Ada jeda singkat usai kalimat tanya itu mengudara. "Gue semalam mimpi indah, mimpiin lo," jawabnya.
"Oh ya? Apa, tuh?"
"Gue lihat lo senyum, ke gue. Manis banget, Zaf. Sumpah kali ini gue gak bohong. Indah banget sampai rasanya gue gak mau bangun."
Rezaffa diam mendengarnya. Melihat bagaimana bibir itu bercerita dengan tatapan sendu dari mata, benar-benar kembali membuatnya kecewa.
"Zaf, mau janji sesuatu sama gue, gak?" tanya Radega pelan.
"Apa?"
Terlalu singkat memang, tetapi jujur saja Rezaffa tengah berusaha menahan getar pada suaranya.
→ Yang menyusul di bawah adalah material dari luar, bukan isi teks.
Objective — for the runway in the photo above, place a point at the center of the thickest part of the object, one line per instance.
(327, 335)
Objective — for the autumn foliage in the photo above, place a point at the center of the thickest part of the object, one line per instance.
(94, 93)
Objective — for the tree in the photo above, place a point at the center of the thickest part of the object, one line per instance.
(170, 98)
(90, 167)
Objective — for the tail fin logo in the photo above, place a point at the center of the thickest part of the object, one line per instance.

"Kalau suatu hari gue bisa lihat lagi, lo harus senyum sebanyak dan sesering mungkin untuk gue," pintanya.
Dengan perasaan ragu, Rezaffa raih tangan Radega yang masih senantiasa terpasang infus di sana. Dia arahkan tangan kakaknya perlahan pada ujung bibirnya yang ia paksa tersenyum lebar untuk Radega. "Gak usah tunggu nanti, ini gue lagi senyum, buat lo, Kak."
Senyum simpul Radega seketika berubah menjadi gembira yang tak terkira, Rezaffa bisa merasakan kebahagiaan kakaknya.
"Pasti indah, ya, Zaf?"
Rezaffa hanya mengangguk untuk menanggapi. Suaranya sudah terlanjur tercekat di tenggorokan.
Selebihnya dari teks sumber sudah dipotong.